RSUD Purworejo Tagih BPJS Segera Bayar Tunggakan Rp 26,4 M

Rinto Heksantoro - detikNews
RSUD Purworejo Tagih BPJS Segera Bayar Tunggakan Rp 26,4 M RSUD Purworejo (Foto: Rinto Heksantoro)
purworejo - BPJS Kesehatan masih nunggak Rp 26,4 miliar ke RSUD dr Tjitrowardjojo Purworejo. Pihak rumah sakit meminta agar BPJS segera melunasinya agar pelayanan berjalan dengan maksimal.

Plt Direktur RS dr Tjitro Wardjojo, drg Nancy Megawati, mengatakan tunggakan tersebut terjadi selama 3 bulan sejak Juni hingga Agustus 2018. Sedangkan untuk bulan September belum diajukan karena harus menunggu hingga akhir bulan nanti.

"Rata-rata per bulan jumlahnya Rp 8 miliar, jadi totalnya dikalikan 3 bulan jumlanya ada 24 miliar," kata nancy ketika ditemui detikcom, Jumat (21/9/2018).
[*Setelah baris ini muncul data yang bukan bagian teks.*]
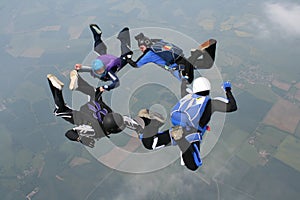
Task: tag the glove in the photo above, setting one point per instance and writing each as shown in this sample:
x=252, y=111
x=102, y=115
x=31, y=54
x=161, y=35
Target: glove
x=127, y=56
x=226, y=86
x=87, y=141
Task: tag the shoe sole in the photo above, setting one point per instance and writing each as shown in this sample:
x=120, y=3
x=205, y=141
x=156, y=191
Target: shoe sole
x=55, y=81
x=98, y=30
x=74, y=78
x=177, y=132
x=206, y=44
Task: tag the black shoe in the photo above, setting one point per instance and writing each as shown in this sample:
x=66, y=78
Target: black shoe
x=61, y=112
x=96, y=29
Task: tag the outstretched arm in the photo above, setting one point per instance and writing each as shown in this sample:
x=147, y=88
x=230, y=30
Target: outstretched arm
x=222, y=104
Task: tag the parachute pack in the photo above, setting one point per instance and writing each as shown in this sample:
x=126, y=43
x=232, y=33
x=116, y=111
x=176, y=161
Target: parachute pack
x=167, y=51
x=188, y=111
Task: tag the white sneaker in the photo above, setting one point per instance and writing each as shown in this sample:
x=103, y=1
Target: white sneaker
x=55, y=82
x=96, y=28
x=134, y=124
x=74, y=79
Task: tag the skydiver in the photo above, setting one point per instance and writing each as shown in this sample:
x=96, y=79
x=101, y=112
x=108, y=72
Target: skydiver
x=94, y=119
x=171, y=57
x=105, y=66
x=190, y=118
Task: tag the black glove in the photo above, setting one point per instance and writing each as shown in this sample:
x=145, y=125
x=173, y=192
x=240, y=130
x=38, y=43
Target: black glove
x=87, y=141
x=226, y=86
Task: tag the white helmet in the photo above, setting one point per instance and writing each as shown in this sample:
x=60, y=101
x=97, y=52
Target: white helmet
x=201, y=84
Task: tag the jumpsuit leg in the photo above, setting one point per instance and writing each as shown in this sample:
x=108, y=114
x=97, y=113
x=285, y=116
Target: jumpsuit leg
x=99, y=45
x=188, y=68
x=151, y=137
x=190, y=153
x=124, y=38
x=61, y=109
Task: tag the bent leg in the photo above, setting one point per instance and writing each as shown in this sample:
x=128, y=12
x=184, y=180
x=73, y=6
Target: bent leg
x=188, y=68
x=124, y=37
x=85, y=87
x=99, y=45
x=190, y=153
x=61, y=109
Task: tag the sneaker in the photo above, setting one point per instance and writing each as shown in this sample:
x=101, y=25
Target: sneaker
x=151, y=115
x=207, y=44
x=84, y=130
x=55, y=82
x=63, y=112
x=74, y=78
x=96, y=28
x=177, y=132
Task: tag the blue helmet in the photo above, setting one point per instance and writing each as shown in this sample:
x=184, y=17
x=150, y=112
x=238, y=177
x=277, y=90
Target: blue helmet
x=97, y=64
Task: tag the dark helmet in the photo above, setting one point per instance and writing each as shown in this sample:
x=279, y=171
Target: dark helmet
x=113, y=123
x=143, y=40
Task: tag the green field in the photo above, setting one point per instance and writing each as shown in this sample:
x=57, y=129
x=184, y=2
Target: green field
x=288, y=152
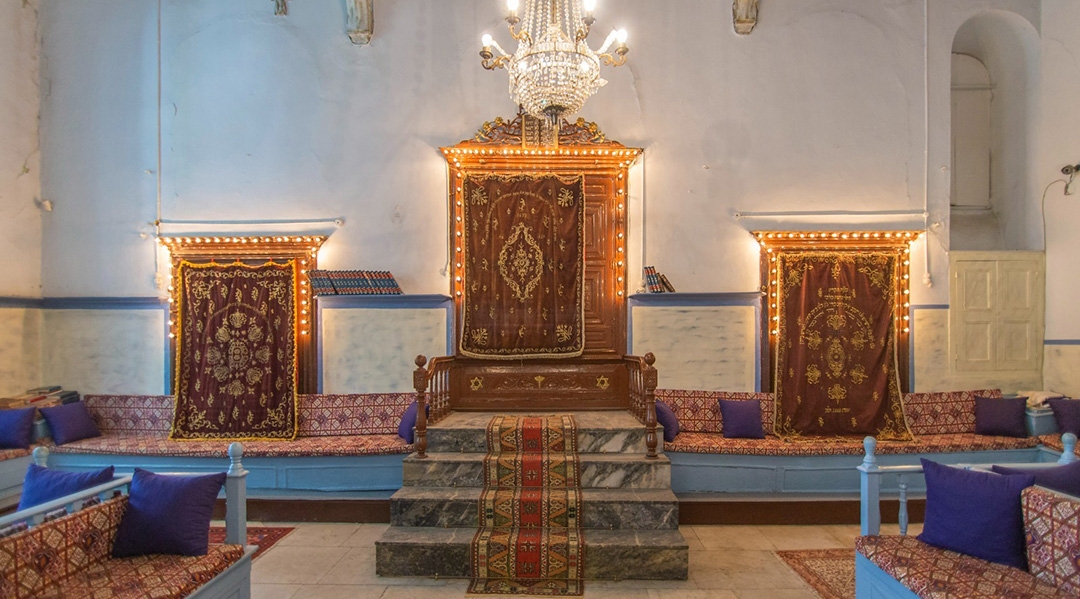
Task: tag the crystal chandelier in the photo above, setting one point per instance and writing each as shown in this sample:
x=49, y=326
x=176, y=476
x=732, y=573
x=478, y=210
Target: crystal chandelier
x=553, y=71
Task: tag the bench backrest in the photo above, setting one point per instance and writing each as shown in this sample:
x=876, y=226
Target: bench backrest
x=40, y=558
x=1052, y=527
x=319, y=414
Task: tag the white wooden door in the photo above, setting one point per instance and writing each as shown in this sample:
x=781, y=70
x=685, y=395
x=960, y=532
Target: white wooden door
x=996, y=311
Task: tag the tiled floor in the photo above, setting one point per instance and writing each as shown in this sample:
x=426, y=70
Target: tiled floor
x=331, y=561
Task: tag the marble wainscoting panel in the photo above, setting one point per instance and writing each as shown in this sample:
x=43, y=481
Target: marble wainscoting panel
x=106, y=351
x=19, y=350
x=707, y=348
x=373, y=350
x=933, y=363
x=1060, y=368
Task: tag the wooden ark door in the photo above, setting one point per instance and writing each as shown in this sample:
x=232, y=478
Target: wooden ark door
x=596, y=379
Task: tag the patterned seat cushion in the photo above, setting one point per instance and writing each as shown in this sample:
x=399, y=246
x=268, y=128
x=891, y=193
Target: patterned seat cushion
x=1052, y=522
x=10, y=453
x=933, y=573
x=157, y=445
x=711, y=443
x=158, y=576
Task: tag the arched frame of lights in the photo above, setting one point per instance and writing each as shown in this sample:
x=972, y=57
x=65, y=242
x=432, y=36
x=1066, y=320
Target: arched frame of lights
x=774, y=243
x=302, y=249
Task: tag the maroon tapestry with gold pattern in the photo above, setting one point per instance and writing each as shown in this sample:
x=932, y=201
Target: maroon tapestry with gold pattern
x=524, y=256
x=235, y=355
x=836, y=352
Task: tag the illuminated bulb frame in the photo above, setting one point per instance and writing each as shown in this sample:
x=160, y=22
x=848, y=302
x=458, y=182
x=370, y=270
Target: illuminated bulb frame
x=608, y=159
x=230, y=248
x=775, y=242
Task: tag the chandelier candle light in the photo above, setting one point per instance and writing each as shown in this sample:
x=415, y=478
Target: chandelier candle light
x=553, y=71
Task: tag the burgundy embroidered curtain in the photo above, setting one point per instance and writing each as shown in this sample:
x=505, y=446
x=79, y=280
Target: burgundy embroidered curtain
x=836, y=352
x=237, y=352
x=524, y=256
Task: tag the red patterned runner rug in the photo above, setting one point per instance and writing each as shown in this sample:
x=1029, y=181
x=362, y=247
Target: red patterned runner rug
x=529, y=540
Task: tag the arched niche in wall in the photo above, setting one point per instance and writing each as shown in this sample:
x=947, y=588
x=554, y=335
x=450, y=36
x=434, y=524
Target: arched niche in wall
x=993, y=207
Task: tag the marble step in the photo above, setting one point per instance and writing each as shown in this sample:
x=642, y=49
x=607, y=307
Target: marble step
x=601, y=508
x=598, y=471
x=612, y=555
x=599, y=432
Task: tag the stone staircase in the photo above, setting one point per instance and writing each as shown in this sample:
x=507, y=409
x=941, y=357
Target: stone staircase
x=630, y=514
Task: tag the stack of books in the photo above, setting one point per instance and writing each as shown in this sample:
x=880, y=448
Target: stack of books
x=353, y=283
x=656, y=282
x=41, y=397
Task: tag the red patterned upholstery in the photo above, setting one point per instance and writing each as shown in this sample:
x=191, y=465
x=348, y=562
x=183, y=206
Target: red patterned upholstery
x=933, y=573
x=157, y=445
x=1052, y=523
x=943, y=412
x=699, y=411
x=368, y=413
x=69, y=557
x=1053, y=441
x=711, y=443
x=9, y=453
x=131, y=413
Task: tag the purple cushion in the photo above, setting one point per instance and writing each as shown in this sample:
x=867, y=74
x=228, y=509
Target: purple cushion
x=975, y=513
x=1067, y=414
x=70, y=422
x=1003, y=417
x=167, y=515
x=44, y=485
x=742, y=419
x=666, y=418
x=16, y=429
x=1064, y=479
x=405, y=427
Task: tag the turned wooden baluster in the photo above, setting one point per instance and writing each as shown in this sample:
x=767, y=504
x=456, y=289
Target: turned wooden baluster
x=420, y=384
x=649, y=381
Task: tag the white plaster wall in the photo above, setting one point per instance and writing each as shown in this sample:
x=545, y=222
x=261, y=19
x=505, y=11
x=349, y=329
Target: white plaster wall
x=19, y=350
x=19, y=158
x=1060, y=145
x=1061, y=371
x=932, y=361
x=710, y=348
x=373, y=350
x=105, y=351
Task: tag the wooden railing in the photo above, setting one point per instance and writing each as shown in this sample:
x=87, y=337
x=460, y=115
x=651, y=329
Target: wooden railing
x=871, y=473
x=432, y=386
x=643, y=396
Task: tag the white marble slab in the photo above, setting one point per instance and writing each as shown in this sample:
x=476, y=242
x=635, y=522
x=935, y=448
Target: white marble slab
x=19, y=350
x=932, y=371
x=105, y=351
x=706, y=348
x=373, y=350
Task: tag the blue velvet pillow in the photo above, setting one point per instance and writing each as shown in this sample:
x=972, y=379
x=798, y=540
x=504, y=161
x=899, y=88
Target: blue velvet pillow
x=44, y=485
x=1067, y=414
x=167, y=515
x=16, y=429
x=1003, y=417
x=70, y=422
x=742, y=419
x=1064, y=479
x=666, y=418
x=975, y=513
x=405, y=427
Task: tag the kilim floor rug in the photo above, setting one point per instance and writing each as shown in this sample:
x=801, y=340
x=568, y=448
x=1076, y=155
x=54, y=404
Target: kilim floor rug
x=831, y=572
x=529, y=540
x=264, y=538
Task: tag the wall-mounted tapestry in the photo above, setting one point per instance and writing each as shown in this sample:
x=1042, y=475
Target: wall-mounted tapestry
x=524, y=264
x=237, y=359
x=836, y=346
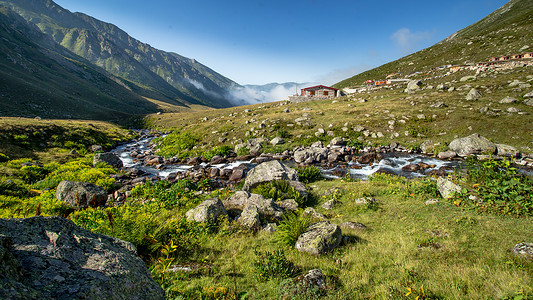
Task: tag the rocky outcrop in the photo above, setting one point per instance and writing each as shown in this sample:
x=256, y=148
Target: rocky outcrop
x=447, y=188
x=268, y=209
x=268, y=171
x=473, y=95
x=208, y=210
x=524, y=249
x=108, y=158
x=472, y=144
x=319, y=238
x=52, y=258
x=250, y=217
x=81, y=195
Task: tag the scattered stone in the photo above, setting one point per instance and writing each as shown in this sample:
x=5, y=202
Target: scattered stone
x=268, y=209
x=108, y=158
x=330, y=204
x=319, y=238
x=288, y=204
x=473, y=95
x=277, y=141
x=250, y=217
x=269, y=171
x=508, y=100
x=524, y=249
x=208, y=210
x=472, y=144
x=447, y=188
x=353, y=225
x=432, y=201
x=80, y=195
x=52, y=258
x=313, y=213
x=364, y=200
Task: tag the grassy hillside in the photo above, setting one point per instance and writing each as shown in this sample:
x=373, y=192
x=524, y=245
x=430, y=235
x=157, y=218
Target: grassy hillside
x=171, y=75
x=41, y=78
x=508, y=30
Nancy menambahkan, tidak hanya klaim sejumlah 24 milyar yang belum dibayarkan, namun BPJS juga masih ada kekurangan lain sejumlah 2,4 miliar yang masih dipending. "Bulan sebelumnya juga masih ada yang dipending sekitar 2,4 miliar," imbuhnya.
RSUD Purworejo Tagih BPJS Segera Bayar Tunggakan Rp 26,5 M(Foto: Rinto Heksantoro)
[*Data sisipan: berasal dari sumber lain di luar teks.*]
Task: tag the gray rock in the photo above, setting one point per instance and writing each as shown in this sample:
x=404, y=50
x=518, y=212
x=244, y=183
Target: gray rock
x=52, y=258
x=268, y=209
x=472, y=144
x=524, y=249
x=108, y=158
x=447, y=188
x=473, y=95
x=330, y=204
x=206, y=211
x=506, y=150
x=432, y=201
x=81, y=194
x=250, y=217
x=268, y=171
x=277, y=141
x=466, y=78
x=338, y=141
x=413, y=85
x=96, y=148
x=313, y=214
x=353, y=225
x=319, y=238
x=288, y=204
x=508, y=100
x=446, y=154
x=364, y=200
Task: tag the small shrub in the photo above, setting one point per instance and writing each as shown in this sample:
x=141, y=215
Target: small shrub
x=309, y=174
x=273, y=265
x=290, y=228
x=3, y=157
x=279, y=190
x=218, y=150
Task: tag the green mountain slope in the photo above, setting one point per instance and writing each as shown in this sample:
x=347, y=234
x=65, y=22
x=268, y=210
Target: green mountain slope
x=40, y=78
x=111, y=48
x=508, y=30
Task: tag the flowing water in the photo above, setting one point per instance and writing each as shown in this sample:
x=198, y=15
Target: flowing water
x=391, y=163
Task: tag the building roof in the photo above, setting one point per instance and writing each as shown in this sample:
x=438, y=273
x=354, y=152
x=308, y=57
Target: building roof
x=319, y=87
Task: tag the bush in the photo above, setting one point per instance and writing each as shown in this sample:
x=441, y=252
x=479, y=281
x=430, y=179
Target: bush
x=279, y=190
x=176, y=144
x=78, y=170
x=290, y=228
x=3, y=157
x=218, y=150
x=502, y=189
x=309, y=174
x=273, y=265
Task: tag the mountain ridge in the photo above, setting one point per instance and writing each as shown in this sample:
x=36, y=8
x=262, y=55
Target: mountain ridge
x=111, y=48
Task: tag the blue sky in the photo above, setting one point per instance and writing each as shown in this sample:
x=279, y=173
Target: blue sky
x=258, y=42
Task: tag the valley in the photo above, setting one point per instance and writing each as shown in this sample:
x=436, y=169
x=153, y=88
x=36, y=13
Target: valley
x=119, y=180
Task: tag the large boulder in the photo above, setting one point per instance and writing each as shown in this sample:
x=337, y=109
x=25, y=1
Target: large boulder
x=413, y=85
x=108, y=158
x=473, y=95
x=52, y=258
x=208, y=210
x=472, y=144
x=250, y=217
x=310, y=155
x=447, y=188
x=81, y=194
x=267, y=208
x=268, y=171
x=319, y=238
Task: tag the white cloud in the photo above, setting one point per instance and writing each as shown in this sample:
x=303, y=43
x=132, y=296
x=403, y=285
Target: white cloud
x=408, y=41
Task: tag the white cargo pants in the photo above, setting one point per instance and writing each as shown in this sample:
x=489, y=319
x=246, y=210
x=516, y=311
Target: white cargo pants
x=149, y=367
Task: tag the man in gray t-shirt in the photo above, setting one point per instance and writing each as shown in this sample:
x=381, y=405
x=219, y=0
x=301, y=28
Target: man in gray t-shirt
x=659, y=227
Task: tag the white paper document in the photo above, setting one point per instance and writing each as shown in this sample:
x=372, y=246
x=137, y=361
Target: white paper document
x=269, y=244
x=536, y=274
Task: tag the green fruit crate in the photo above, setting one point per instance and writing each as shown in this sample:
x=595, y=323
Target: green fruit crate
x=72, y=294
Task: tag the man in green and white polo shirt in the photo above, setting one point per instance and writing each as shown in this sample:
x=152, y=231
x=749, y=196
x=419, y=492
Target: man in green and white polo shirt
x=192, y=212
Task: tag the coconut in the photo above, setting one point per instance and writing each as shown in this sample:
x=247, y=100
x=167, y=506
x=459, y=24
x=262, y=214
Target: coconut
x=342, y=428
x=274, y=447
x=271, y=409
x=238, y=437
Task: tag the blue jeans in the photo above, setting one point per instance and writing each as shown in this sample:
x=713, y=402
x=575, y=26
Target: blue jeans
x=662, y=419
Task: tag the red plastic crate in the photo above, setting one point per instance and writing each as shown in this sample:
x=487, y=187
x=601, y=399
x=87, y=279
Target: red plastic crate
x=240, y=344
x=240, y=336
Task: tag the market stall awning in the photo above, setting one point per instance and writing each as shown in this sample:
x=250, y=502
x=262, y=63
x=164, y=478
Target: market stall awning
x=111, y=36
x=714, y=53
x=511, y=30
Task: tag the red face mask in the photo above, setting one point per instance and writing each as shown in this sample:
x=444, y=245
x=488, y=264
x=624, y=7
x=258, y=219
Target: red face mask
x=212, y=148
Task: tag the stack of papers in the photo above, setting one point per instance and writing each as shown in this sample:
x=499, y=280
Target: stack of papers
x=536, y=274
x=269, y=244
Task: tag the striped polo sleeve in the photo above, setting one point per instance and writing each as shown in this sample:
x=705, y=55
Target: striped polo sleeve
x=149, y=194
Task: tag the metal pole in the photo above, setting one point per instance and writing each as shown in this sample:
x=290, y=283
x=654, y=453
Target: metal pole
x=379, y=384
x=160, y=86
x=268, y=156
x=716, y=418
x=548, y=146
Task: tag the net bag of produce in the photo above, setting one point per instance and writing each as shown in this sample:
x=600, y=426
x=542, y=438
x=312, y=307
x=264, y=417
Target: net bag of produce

Pihak rumah sakit meminta BPJS segera membayar kekurangan tersebut agar pelayanan bisa berjalan dengan maksimal. Selama ini, untuk pelayanan termasuk kebutuhan obat dan operasional pasien BPJS diambil dari talangan dana rumah sakit.

"Bulan-bulan sebelumnya saya juga sampai datang sendiri ke kantor BPJS. Bikin surat ke pusat juga pernah. Ini kan untuk kepentingan masyarakat juga, saya meminta agar tunggakan tersebut segera dibayarkan agar pelayanan bisa maksimal," lanjut Nancy.
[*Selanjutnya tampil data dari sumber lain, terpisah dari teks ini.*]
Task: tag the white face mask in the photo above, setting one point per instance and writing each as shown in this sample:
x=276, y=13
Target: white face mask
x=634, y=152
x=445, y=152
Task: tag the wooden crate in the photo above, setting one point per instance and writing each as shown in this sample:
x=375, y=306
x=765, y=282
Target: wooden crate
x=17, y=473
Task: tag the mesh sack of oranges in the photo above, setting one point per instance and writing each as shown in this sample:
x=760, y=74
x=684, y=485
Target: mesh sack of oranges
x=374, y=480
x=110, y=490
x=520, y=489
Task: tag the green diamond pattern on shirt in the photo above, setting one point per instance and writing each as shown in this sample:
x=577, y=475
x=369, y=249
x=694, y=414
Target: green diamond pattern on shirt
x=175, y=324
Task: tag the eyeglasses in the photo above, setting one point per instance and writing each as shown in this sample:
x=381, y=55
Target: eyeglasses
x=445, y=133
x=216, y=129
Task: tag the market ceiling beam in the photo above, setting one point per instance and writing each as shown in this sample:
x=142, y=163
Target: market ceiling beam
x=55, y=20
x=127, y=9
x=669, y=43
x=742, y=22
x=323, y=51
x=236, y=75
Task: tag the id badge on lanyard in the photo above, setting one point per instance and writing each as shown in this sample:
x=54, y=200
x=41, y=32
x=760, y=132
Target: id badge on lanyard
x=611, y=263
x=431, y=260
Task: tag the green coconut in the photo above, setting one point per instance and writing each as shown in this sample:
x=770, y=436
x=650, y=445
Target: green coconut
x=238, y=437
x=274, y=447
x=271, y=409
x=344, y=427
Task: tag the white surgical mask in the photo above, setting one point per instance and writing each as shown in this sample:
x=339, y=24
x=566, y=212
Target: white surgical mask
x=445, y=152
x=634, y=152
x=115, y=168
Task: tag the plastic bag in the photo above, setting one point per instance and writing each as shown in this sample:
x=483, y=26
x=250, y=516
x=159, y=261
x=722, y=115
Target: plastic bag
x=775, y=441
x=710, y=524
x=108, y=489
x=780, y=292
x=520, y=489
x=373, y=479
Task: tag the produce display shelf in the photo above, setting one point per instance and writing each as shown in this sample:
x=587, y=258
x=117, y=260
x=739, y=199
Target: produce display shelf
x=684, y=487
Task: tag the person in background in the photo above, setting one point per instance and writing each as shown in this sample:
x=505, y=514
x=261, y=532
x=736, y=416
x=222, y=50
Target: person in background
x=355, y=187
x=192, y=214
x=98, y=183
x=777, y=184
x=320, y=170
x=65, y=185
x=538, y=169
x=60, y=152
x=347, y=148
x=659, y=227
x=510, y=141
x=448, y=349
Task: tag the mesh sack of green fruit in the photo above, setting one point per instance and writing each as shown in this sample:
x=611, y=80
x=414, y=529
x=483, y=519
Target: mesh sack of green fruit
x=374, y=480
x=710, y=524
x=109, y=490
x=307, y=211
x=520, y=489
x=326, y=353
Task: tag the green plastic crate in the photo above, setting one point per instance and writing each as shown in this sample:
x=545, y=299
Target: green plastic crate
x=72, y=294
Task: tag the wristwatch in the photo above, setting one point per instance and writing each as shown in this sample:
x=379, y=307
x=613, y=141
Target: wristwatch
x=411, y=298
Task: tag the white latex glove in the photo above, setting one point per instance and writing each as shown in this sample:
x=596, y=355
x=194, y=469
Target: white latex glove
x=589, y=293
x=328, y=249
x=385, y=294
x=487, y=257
Selain itu, pihak rumah sakit juga menyayangkan kebijakan BPJS terkait sistem rujukan berjenjang yang dirasa sangat merepotkan pasien. Bahkan, dengan adanya kebijakan tersebut, pasien BPJS jadi jauh berkurang.

"Saya harap BPJS menggunakan kebijakan sesuai dengan Permenkes tentang sistem rujukan yang lebih ringkas. Pasien BPJS yang kami layani per bulan jumlahnya sekitar 13.000 pasien dan sejak ada sistem berjenjang yang baru kini jumlahnya jauh berkurang," pungkasnya.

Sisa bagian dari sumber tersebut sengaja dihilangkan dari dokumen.